The presidential race between Democratic candidate Barack Obama and his rival Republican John McCain remained statistically tied, according to a poll published on Aug. 19, 2008.

Forty-five percent of those surveyed supported Obama while 43 percent chose McCain, according to the Los Angeles Times/Bloomberg poll.

The poll showed that Obama's public image has eroded this summer amid a daily onslaught of attacks from McCain and his allies who have portrayed Obama in recent weeks as a naive celebrity who is unprepared to lead the nation in dangerous times.

Far more voters say McCain has the right experience to be president, while more than a third have questions about Obama's patriotism, the poll found.

The poll showed that 35 percent of the voters have questions about how patriotic Obama was; only 9 percent wondered how patriotic McCain was. Nearly half of the voters say Obama lacks the right experience to be president, while 14 percent feel that way about McCain.

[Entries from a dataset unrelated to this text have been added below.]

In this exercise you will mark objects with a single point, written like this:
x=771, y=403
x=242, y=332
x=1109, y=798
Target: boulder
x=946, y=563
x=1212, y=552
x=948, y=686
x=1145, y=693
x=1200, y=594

According to the survey, 63 percent of the voters have confidence in Obama's ability to deal wisely with an international crisis, while 77 percent feel that way about McCain.

The survey also illustrated some of the campaign's racial undercurrents as Obama strives to become the first African American president.

Most voters said they knew at least some people who feel uneasy about electing a black president; 17 percent say the country is not ready to do so.

But as the economy ranked as the most important issue, more voters favored Obama, while McCain's supporters remained less enthusiastic, the poll showed. And independents, a crucial swinging bloc, were leaning toward Obama, with 47 percent favoring Obama and 36 percent supporting McCain.

Also, the Republican Party's dismal standing under U.S. President George W. Bush remained a drag on McCain's candidacy: 75percent of voters say the country is seriously on the wrong track.

The poll of 1,375 adults, including 1,248 registered voters, was conducted by telephone from Friday through Monday. It had a margin of sampling error of plus or minus 3 percentage points.

In June, Obama was ahead by 12 points. Other polls at that time showed him with a narrower lead.

Obama's favorable rating has sunk to 48 percent from 59 percent since the last Times/Bloomberg poll in June. At the same time, his negative rating has risen to 35 percent from 27 percent.

By comparison, McCain's ratings have hardly budged during the same period: 46 percent of voters have a positive feeling about him; 38 percent give him negative ratings.